8. Initialize NameNode HA Metadata
As part of Last setp we have to execute 2 mode commands, one on the existing NameNode (nn1) and the other on the standby NameNode (nn2).
The first command initializes HA state in ZooKeeper. This command creates a znode in ZooKeeper. The failover system stores use this znode for data storage.

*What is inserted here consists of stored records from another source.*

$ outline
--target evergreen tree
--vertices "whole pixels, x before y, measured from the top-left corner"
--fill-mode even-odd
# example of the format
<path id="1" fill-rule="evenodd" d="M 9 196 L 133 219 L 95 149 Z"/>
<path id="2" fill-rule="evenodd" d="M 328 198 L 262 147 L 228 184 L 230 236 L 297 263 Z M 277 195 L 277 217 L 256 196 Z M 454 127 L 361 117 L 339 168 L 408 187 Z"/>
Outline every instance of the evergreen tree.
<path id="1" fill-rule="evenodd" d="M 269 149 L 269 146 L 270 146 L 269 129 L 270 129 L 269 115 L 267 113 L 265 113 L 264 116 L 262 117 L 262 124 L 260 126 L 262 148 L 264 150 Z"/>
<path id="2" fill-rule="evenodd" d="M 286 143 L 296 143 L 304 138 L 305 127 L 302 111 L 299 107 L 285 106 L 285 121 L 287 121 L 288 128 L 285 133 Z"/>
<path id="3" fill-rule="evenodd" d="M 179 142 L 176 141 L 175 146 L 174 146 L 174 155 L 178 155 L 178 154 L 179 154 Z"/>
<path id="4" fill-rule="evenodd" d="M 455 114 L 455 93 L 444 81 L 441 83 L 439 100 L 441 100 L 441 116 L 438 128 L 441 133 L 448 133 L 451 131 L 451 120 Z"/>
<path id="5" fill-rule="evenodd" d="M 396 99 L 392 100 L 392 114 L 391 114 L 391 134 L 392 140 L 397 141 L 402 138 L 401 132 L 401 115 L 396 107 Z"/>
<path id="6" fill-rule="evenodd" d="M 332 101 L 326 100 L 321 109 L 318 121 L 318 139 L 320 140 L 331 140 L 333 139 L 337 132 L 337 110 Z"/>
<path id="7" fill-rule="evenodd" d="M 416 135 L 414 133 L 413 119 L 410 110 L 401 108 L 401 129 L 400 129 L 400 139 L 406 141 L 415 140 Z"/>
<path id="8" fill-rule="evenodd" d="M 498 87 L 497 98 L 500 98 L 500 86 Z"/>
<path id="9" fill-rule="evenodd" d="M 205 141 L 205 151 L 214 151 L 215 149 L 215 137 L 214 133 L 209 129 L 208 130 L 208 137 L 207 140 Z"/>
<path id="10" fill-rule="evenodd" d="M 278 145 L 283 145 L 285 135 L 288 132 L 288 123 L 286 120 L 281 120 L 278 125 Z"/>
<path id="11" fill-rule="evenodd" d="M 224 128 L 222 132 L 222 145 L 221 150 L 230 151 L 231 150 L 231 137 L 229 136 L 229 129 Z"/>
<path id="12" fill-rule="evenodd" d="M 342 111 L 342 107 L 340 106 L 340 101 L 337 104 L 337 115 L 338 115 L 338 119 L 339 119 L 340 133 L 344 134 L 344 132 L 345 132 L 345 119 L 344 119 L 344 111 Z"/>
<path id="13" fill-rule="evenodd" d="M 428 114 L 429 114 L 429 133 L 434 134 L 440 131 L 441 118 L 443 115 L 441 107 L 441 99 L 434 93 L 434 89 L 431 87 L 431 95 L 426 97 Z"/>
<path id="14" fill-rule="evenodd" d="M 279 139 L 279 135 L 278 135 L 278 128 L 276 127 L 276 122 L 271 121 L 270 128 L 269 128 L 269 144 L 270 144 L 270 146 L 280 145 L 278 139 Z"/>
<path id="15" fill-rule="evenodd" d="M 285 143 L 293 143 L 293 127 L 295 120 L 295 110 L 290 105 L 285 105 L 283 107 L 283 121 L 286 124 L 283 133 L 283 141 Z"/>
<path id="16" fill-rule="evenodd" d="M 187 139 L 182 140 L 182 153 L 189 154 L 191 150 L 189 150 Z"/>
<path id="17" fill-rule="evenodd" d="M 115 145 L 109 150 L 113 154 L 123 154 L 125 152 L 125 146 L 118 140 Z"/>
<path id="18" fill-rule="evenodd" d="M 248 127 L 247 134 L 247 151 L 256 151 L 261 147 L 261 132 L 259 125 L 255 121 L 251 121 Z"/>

# sudo su hdfs -l -c 'hdfs zkfc -formatZK' ..... (output truncated) ..... 18/07/17 14:12:16 INFO zookeeper.ZooKeeper: Session: 0x364a765cbd10003 closed 18/07/17 14:12:16 WARN ha.ActiveStandbyElector: Ignoring stale result from old client with sessionId 0x364a765cbd10003 18/07/17 14:12:16 INFO zookeeper.ClientCnxn: EventThread shut down 18/07/17 14:12:16 INFO tools.DFSZKFailoverController: SHUTDOWN_MSG: /************************************************************ SHUTDOWN_MSG: Shutting down DFSZKFailoverController at nn1.localdomain/192.168.1.2 ************************************************************/
The second command, formats StandbyNameNode (nn2) and copy the latest checkpoint (FSImage) from nn1 to nn2:
# sudo su hdfs -l -c 'hdfs namenode -bootstrapStandby' 18/07/17 21:59:21 INFO namenode.NameNode: STARTUP_MSG: /************************************************************ STARTUP_MSG: Starting NameNode STARTUP_MSG: user = hdfs STARTUP_MSG: host = nn2.localdomain/192.168.1.7 STARTUP_MSG: args = [-bootstrapStandby] STARTUP_MSG: version = 2.7.3.2.6.5.0-292 ..... (output truncated) ..... 18/07/17 14:13:16 INFO namenode.TransferFsImage: Image Transfer timeout configured to 60000 milliseconds 18/07/17 14:13:17 INFO namenode.TransferFsImage: Combined time for fsimage download and fsync to all disks took 0.02s. The fsimage download took 0.02s at 400.00 KB/s. Synchronous (fsync) write to disk of /hadoop/hdfs/namenode/current/fsimage.ckpt_0000000000000000565 took 0.00s. 18/07/17 14:13:17 INFO namenode.TransferFsImage: Downloaded file fsimage.ckpt_0000000000000000565 size 6938 bytes. 18/07/17 14:13:17 INFO util.ExitUtil: Exiting with status 0 18/07/17 14:13:17 INFO namenode.NameNode: SHUTDOWN_MSG: /************************************************************ SHUTDOWN_MSG: Shutting down NameNode at dn2.localdomain/192.168.1.4 ************************************************************/
9. Finalize HA setup
Ambari wizard will finalize the NameNode HA on this page. It includes:
- Start Additional NameNode
- Install Failover Controllers
- Start Failover Controllers
- Reconfigure AMS
- Delete Secondary NameNode
- Stop HDFS
- Start All Services
Verify the NameNode HA setup
Once you are finished with the Ambari installation wizard, ambari will reload the dashboard and you can view the new configuration in effect as shown below.
As you can see there is a Standby NameNode, ZKFailoverController and also JournalNodes present in the HDFS service page.